At 5 a.m. on a cold Sunday morning in Nashville, Tennessee, filmmaker Ken Burns climbed aboard a spacious, rumbling tour bus that that would become his home on wheels for the next four days, as well as a rolling advertisement for his upcoming PBS documentary “Country Music.”
He joked that if he had to pick a country song to kick of this promotional tour, it might be “Sunday Mornin’ Comin’ Down.”
“We don’t have the big budgets that the premium cables or the streaming services do to promote a film,” said Burns, who brought along his two longtime co-producers, Dayton Duncan and Julie Dunfey, as well as Ketch Secor of the Grammy-winning string band Old Crow Medicine Show. “It’s like country music: You don’t get above your raisin’. You get out into the country and meet people in little towns and you talk to them.”
Much like a touring musician, Burns preached the gospel of country music along the route. He was interviewed by local media outlets, showed clips from the film and soaked up the local music history at places like Sun Studio in Memphis and the Birthplace of Country Music in Bristol, Virginia. The 8-part, 16-hour long film will air Sept. 15-18 and Sept. 22-25.
As the bus chugged along Interstate 40, Secor brought out a fiddle once owned by Roy Acuff for an impromptu performance of “Wabash Cannonball” with one of the film’s apprentice editors, Rebecca Branson Jones, on banjo.
Burns wrapped up the bus trip at the so-called Mother Church of Country Music, the Ryman Auditorium in Nashville, on Wednesday with a concert featuring many of the film’s featured artists including Rosanne Cash, Dierks Bentley, Rodney Crowell, Rhiannon Giddens, Vince Gill, Ricky Skaggs, Marty Stuart, Dwight Yoakam and more. Burns hosted the show, which chronicled the evolution from hillbilly music to one of the nation’s most popular genres that spans radio, TV and film.
Burns and his production company, Florentine Films, are known for chronicling wide-ranging topics like the Civil War, baseball and the National Parks. “Many of our stories help illuminate things that are essential to understanding who Americans are,” said Duncan, who also wrote a companion book for the film. “And nothing does that better than country music.”
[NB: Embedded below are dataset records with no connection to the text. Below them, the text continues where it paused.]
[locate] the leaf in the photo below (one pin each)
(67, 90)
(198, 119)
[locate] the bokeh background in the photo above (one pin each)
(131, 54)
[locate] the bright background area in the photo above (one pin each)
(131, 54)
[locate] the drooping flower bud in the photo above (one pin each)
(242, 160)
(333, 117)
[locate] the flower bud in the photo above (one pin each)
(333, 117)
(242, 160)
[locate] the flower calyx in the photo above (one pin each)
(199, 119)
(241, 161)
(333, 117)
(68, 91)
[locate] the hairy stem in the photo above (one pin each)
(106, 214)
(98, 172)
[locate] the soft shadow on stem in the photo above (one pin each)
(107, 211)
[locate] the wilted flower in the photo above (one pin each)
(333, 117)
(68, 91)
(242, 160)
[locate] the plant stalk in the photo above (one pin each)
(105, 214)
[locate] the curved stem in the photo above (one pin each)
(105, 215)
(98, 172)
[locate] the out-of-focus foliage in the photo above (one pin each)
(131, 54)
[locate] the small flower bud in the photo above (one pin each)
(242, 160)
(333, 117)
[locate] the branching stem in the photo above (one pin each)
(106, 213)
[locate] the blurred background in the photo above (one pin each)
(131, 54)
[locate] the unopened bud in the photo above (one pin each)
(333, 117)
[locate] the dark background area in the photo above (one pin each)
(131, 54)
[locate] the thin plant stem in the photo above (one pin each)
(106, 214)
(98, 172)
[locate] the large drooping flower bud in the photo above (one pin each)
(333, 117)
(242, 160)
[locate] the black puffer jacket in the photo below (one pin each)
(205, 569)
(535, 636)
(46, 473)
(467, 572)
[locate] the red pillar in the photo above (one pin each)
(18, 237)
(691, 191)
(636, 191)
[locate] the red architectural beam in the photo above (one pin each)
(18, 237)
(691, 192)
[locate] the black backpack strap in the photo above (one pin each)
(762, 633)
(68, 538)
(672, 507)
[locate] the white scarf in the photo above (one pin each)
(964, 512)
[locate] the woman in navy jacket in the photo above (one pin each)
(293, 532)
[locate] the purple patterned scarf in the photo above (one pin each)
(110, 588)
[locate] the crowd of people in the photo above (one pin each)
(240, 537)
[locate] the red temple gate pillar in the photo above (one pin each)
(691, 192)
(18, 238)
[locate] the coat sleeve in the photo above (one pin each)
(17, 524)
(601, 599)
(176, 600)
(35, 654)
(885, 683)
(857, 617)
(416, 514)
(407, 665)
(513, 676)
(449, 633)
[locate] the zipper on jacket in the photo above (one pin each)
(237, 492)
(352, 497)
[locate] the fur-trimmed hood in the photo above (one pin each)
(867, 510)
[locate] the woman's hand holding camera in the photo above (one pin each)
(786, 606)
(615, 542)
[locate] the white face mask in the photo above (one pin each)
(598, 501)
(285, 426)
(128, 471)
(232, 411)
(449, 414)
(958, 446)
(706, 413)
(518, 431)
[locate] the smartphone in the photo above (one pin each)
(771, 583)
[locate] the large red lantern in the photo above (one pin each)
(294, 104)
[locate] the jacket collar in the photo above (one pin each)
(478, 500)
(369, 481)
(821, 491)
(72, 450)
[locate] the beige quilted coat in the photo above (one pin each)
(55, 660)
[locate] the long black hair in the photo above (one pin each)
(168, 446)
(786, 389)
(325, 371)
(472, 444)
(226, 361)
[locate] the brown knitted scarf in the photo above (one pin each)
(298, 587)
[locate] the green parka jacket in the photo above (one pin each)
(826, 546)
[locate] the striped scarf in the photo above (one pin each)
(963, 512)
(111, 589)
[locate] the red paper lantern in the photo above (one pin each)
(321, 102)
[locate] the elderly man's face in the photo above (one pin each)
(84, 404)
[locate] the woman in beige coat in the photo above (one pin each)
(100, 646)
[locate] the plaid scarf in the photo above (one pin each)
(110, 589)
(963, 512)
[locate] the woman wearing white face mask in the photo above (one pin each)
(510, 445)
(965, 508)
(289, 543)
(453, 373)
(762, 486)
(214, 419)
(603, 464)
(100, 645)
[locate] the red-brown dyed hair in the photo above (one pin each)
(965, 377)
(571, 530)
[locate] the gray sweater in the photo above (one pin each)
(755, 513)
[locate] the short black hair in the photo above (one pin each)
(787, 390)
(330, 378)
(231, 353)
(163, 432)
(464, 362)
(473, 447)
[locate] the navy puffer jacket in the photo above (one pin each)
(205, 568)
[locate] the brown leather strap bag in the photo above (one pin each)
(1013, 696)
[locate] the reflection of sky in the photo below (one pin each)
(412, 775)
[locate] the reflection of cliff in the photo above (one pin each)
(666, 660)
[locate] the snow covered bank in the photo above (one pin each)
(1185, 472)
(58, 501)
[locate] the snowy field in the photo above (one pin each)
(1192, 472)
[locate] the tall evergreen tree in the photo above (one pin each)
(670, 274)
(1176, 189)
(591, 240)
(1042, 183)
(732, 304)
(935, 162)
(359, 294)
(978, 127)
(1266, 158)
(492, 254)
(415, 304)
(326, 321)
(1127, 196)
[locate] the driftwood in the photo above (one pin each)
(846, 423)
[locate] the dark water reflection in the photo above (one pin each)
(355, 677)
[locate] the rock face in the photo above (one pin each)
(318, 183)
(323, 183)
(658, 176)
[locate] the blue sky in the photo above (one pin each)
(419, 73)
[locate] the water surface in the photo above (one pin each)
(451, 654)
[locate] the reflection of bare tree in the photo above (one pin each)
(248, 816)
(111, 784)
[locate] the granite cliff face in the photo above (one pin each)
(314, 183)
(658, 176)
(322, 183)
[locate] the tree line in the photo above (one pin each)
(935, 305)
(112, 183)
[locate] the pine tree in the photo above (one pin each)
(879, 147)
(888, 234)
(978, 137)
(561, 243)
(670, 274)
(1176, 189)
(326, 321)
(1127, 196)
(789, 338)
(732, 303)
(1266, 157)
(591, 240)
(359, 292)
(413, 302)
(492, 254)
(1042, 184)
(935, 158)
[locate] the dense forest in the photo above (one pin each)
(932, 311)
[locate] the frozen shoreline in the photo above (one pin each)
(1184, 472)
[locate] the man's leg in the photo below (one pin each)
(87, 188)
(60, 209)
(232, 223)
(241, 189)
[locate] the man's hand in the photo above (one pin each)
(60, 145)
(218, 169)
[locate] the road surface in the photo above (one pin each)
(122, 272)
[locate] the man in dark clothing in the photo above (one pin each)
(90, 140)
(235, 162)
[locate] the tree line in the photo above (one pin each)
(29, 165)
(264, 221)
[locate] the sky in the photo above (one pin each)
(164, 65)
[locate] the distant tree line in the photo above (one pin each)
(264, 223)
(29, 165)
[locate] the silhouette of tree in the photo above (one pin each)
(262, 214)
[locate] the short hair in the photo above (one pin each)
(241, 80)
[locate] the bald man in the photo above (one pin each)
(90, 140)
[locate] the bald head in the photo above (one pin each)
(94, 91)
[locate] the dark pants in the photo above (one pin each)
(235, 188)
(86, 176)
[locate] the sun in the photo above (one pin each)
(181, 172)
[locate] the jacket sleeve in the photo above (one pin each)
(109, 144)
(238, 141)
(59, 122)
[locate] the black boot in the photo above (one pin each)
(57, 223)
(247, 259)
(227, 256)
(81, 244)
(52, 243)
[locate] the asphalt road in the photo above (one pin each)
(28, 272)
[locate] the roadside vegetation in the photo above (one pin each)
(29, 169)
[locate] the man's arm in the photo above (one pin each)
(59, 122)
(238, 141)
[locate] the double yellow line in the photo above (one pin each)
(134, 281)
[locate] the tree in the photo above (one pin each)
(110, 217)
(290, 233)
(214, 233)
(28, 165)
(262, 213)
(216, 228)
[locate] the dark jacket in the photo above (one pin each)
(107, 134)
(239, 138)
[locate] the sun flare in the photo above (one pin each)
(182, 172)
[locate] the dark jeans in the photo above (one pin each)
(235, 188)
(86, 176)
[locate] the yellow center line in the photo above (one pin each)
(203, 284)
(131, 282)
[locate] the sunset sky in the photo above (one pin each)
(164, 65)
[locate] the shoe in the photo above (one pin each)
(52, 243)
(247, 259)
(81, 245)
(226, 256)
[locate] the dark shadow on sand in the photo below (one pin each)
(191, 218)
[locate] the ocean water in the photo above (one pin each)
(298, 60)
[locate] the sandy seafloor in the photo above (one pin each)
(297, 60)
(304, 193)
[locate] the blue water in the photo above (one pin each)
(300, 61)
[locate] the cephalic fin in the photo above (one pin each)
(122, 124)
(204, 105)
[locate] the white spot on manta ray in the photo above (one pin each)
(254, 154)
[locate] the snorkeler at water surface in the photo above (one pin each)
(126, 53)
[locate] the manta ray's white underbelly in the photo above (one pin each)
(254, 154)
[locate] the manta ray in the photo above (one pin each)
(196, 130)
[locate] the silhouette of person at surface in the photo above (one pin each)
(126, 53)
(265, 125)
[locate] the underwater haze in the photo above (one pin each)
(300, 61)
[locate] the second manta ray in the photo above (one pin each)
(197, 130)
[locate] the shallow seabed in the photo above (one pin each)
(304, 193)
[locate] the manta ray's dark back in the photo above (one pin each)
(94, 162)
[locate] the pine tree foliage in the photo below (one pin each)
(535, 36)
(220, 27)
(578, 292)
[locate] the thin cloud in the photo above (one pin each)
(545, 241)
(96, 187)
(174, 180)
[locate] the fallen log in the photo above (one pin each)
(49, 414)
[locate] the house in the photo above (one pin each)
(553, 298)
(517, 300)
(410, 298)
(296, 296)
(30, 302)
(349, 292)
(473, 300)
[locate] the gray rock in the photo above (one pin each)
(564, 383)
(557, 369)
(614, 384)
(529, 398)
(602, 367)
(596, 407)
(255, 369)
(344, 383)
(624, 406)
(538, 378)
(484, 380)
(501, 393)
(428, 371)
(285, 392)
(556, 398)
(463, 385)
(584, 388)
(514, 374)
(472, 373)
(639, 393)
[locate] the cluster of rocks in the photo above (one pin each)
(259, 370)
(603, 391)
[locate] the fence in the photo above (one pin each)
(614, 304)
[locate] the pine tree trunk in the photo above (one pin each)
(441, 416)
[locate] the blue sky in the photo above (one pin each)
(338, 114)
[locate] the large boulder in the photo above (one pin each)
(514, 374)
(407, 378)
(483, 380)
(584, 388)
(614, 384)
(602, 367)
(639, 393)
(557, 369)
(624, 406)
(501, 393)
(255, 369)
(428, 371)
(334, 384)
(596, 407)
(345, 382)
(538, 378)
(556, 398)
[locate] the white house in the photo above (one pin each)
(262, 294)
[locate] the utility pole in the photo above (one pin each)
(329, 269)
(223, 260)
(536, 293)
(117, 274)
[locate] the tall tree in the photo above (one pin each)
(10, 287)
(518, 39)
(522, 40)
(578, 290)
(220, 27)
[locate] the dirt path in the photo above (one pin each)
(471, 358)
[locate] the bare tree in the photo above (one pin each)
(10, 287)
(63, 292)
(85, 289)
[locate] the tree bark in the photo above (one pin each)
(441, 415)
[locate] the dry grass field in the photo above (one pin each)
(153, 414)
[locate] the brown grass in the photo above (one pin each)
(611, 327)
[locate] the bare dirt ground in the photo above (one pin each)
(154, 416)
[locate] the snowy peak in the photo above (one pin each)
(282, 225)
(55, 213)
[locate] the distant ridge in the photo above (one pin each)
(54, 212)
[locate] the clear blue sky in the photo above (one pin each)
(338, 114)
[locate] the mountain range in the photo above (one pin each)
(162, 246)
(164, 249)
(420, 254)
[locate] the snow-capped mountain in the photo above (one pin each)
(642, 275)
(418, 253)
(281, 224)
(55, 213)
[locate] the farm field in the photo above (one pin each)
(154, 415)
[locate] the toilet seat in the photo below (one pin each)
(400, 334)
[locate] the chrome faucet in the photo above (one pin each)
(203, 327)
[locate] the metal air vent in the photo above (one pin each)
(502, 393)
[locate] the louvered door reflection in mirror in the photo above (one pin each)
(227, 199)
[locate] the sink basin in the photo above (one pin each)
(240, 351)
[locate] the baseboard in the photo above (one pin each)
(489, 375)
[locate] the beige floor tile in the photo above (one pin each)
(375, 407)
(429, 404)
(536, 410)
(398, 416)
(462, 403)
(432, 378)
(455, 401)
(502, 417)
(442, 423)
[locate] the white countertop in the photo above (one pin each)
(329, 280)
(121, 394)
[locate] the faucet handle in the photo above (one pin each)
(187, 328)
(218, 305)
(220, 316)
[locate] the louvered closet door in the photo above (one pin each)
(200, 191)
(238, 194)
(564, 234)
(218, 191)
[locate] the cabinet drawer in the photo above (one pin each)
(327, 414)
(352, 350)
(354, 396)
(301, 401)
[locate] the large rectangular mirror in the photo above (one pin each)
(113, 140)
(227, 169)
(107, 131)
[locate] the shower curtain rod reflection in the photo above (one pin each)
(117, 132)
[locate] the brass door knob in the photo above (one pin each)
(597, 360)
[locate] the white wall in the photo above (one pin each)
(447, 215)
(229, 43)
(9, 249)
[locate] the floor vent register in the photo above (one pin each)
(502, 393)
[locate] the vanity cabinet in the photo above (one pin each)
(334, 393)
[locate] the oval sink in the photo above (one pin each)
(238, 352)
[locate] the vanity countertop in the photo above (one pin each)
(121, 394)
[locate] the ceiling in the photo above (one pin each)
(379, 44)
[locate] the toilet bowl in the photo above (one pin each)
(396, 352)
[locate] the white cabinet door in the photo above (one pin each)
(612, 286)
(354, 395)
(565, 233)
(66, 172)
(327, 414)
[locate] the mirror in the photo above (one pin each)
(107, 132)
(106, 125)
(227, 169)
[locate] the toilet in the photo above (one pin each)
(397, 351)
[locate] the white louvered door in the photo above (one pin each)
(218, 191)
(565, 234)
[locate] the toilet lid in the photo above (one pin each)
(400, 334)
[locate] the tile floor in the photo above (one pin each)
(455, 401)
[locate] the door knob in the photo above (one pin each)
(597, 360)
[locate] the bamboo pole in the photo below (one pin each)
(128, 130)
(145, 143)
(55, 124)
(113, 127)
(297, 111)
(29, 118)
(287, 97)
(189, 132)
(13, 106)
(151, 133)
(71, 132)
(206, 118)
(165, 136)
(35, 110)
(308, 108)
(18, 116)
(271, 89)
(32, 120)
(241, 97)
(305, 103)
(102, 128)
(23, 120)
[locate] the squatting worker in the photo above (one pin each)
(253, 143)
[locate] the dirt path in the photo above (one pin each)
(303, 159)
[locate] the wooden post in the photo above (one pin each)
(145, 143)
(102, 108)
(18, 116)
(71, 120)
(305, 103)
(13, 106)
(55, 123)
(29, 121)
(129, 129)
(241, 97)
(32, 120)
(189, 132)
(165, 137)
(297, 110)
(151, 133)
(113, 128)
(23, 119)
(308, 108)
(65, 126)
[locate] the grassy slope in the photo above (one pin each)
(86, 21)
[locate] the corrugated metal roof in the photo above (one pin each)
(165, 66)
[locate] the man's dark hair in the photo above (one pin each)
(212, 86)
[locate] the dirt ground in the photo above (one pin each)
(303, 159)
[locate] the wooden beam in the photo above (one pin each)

They conducted over 100 interviews with artists like Dolly Parton, Kris Kristofferson, Loretta Lynn, Willie Nelson, Garth Brooks, Trisha Yearwood, Reba McEntire, Jack White, Elvis Costello and many more. Twenty of the film’s interview subjects have since died, including Merle Haggard, Ralph Stanley, Little Jimmy Dickens and more. All their recorded interviews will be donated to the Country Music Hall of Fame and Museum in Nashville.
Their team looked through 100,000 photographs and 700 hours of archival footage and there are 600 music cues in the film. Legacy Records will also release a comprehensive music set to accompany the film’s airing.
“This is one of the most complicated films we’ve ever had to wrestle because we knew we couldn’t tell every story. We’re not an encyclopedia,” Burns said.
The film starts with the earliest recordings of country music in Bristol by producer Ralph Peer, who saw the commercial viability of artists like Jimmie Rodgers with his songs like “In the Jailhouse Now” and the first family of country music, the Carter Family. From there, each chapter features larger-than-life personalities, including Hank Williams, Johnny Cash, Patsy Cline, Parton, Kristofferson and ending with the era of Garth Brooks.
“We knew we were going to deal with these large, compelling personalities, people who brought themselves up out of poverty, people of enormous creative gifts,” Burns said.
The film also shows how country music has reflected the social, economic and cultural movements within America as the genre grew and adapted, from Lynn singing about reproductive rights in “The Pill,” to Charley Pride addressing racism as a black country musician and the outlaw country artists in the ’70s responding to the counter-culture movement.
Secor, who also appears in the film, said that he trusted Burns to critically analyze the genre as a whole and not put it on a pedestal.
“I’m so glad that Ken and Dayton are doing this, because I don’t really trust country music to tell its own story,” said Secor, who appears in the film as one of the musical experts.
“Country music has always been in this commodification bit… Were they trying to create a genre of music or were they trying to capture the voice and champion the voice of America’s hardest working people? I really think it was a business plan that as an afterthought or a sidetrack was able to create this opportunity for Americans.”